Once in a while, external factors seep into my thoughts about a book. Sometimes this is my own doing—perusing Goodreads reviews isn’t always a good idea. More often than not, those external factors damage my perception of the media I’ve just consumed. Once in a while, new context paints the book in a new light. This is exactly what happened with The Mysteries by Bill Watterson and John Kascht.

The Mysteries is billed as a graphic novel, but it’s more like a short fable slash picture book. It’s Bill Watterson’s first published work since the end of Calvin & Hobbes in 1995. That sentence alone was enough to pique my interest. When The Mysteries arrived on my doorstep on release day, it took me mere minutes to read. This is why you won’t find a plot summary or anything remotely spoilery here—you could read my synopsis in the same amount of time it’d take to read the book itself. I turned the final page with a disappointed “Harumph.” 

The Mysteries didn’t tickle my fancy the same way Calvin & Hobbes had as a child. The story felt vague, diluted. The images, while impressive, didn’t bring me into the world of this short narrative. I sat with the Harumph for a few days, ready to pan the book in my review. 

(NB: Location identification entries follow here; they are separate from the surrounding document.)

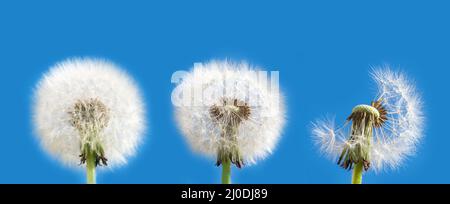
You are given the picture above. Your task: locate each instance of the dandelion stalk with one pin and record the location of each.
(226, 172)
(357, 173)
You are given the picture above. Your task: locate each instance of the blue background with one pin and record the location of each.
(323, 51)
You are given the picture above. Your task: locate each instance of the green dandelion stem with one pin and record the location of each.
(357, 173)
(226, 172)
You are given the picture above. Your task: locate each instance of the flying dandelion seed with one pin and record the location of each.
(230, 115)
(88, 112)
(382, 134)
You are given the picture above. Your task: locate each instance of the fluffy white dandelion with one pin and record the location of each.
(88, 111)
(380, 135)
(229, 113)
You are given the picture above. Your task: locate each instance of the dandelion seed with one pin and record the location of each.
(230, 115)
(88, 112)
(381, 134)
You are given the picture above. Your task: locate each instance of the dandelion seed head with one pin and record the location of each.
(221, 120)
(383, 134)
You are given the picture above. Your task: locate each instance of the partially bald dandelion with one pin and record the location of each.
(88, 112)
(229, 114)
(379, 135)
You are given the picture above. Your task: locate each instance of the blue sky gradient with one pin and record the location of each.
(323, 50)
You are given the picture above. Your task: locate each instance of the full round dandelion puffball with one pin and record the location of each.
(227, 112)
(381, 135)
(88, 105)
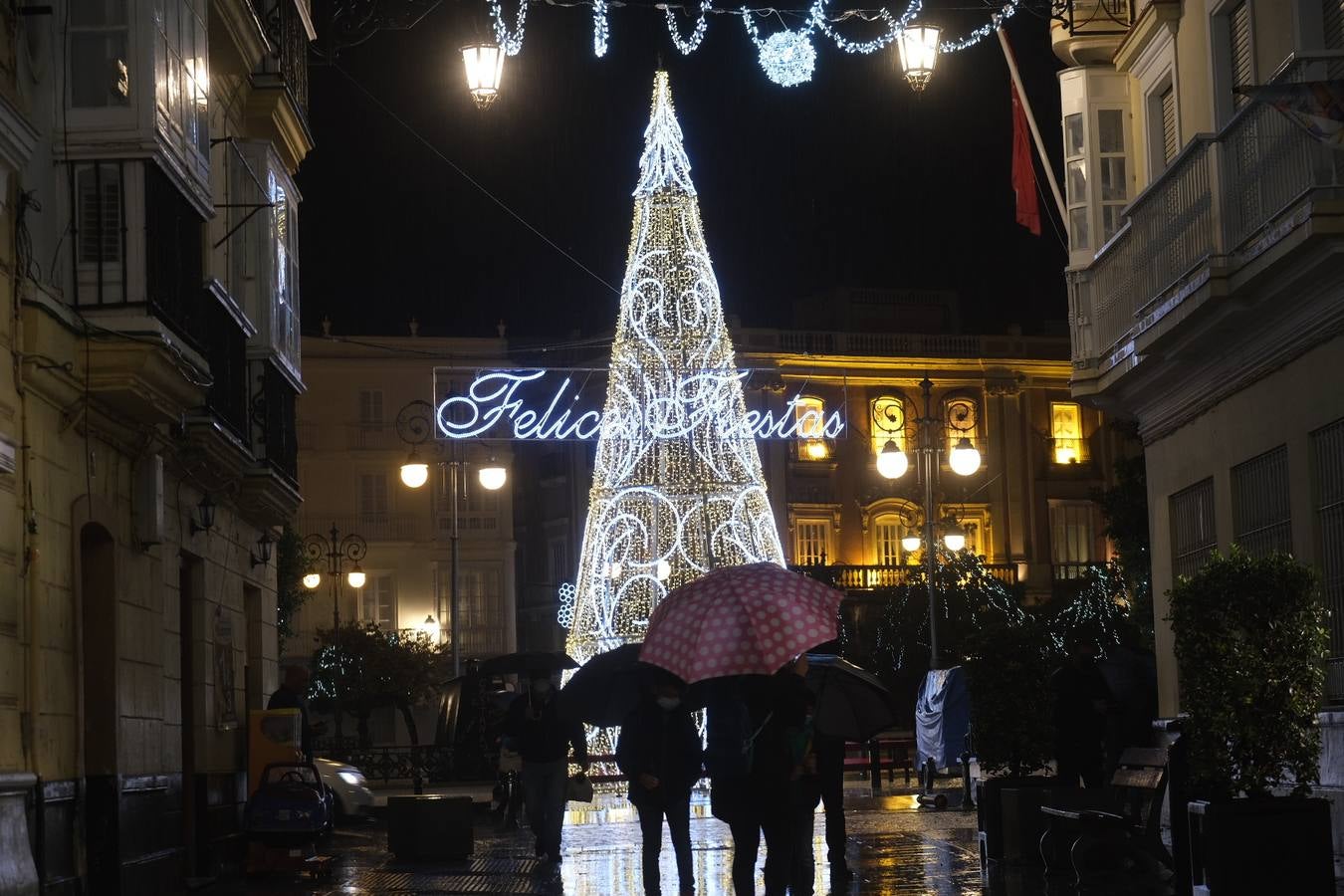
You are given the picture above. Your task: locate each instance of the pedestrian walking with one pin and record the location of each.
(734, 718)
(660, 754)
(544, 742)
(1081, 704)
(779, 764)
(292, 693)
(829, 751)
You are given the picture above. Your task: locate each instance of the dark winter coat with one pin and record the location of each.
(540, 733)
(664, 745)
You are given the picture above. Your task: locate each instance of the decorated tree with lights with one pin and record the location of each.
(676, 484)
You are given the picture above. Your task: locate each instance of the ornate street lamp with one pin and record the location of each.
(964, 460)
(484, 64)
(415, 426)
(891, 461)
(336, 551)
(917, 49)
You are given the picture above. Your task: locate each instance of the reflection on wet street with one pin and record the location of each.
(894, 848)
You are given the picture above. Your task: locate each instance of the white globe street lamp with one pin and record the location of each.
(492, 476)
(414, 473)
(964, 458)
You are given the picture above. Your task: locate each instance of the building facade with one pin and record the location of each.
(1207, 301)
(145, 425)
(1028, 510)
(356, 426)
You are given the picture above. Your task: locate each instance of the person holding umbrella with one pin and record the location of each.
(544, 742)
(660, 754)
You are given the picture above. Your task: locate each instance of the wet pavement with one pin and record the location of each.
(894, 846)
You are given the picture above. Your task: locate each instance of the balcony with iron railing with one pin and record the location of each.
(1225, 200)
(372, 527)
(870, 577)
(894, 344)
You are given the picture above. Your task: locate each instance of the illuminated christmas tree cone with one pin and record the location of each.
(676, 484)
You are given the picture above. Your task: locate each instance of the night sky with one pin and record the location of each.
(849, 179)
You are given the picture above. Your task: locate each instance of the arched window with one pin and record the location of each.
(963, 416)
(809, 416)
(1066, 430)
(889, 422)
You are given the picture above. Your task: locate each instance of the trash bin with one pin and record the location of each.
(429, 827)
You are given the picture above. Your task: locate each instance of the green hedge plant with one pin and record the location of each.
(1250, 649)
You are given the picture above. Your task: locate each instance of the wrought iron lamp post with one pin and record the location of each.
(336, 550)
(415, 426)
(964, 460)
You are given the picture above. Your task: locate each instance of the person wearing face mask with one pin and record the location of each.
(544, 742)
(660, 754)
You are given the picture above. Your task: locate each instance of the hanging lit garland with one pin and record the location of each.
(691, 43)
(894, 27)
(983, 31)
(513, 43)
(786, 57)
(599, 29)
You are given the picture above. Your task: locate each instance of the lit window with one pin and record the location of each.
(1075, 181)
(378, 602)
(810, 542)
(809, 415)
(963, 418)
(1066, 430)
(889, 423)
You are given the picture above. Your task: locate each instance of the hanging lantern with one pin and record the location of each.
(917, 47)
(484, 64)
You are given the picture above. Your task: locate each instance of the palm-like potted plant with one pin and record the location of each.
(1008, 666)
(1250, 649)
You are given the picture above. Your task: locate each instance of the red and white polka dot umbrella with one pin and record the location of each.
(740, 621)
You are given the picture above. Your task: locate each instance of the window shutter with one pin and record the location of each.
(1239, 26)
(1170, 144)
(1332, 19)
(100, 216)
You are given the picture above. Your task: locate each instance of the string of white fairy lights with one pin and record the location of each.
(786, 55)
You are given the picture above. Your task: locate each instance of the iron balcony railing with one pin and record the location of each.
(1222, 196)
(372, 527)
(866, 577)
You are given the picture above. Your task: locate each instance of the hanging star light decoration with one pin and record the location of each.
(787, 58)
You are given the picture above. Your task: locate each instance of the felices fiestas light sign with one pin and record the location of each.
(564, 403)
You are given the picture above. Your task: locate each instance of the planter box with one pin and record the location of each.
(997, 814)
(1255, 846)
(429, 827)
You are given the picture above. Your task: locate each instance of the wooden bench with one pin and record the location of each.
(878, 755)
(1098, 830)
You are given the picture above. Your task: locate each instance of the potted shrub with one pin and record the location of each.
(1250, 649)
(1008, 666)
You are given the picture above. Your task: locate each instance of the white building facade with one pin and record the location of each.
(1207, 299)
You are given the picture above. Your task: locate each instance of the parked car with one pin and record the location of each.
(346, 784)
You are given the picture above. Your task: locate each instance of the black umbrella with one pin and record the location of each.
(852, 703)
(527, 661)
(607, 688)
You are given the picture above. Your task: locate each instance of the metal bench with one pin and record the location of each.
(1099, 830)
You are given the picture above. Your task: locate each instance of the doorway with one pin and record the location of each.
(99, 664)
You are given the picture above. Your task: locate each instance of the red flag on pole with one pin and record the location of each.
(1023, 173)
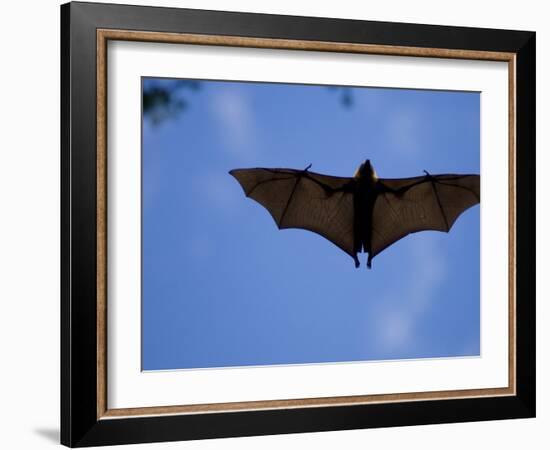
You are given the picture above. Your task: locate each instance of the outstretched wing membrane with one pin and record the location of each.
(301, 199)
(408, 205)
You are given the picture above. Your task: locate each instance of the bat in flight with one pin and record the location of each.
(363, 212)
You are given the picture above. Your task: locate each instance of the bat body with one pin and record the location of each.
(362, 213)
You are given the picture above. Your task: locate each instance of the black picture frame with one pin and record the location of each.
(80, 425)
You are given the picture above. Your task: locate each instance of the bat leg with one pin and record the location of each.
(369, 262)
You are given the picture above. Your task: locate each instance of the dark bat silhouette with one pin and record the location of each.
(363, 213)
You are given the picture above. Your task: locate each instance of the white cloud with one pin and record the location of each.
(405, 302)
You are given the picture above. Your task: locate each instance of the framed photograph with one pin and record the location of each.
(398, 161)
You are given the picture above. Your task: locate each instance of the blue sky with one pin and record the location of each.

Then I sat down to write, and I found a video from the publisher about Watterson and Kascht’s creative process:

I realized an important distinction. I wasn’t happy with the product I had read, but I deeply appreciated the process. Kascht and Watterson toiled away at The Mysteries for years in a tumultuous collaboration process. Their hard work ended with a unique mix of clay figures and hand-drawn art. 

Newly captivated by the process, I revisited the product. This time, I appreciated The Mysteries. Understanding the struggles and iterations it required and the relationship between the creators made something click that hadn’t before. 

You might spurn me for this. Surely, if a story is good, it must be good on its own merits, right? Possibly, but there’s also beauty in returning to a story with new context and understanding and appreciating it anew. Without a 15-minute look at the work behind it, I would’ve panned The Mysteries. Instead, I let the external input change my mind, and I’m glad I did. 

Now, I’ll put The Mysteries in the Little Free Library outside of my house in the hopes that someone else will go on a journey of their own.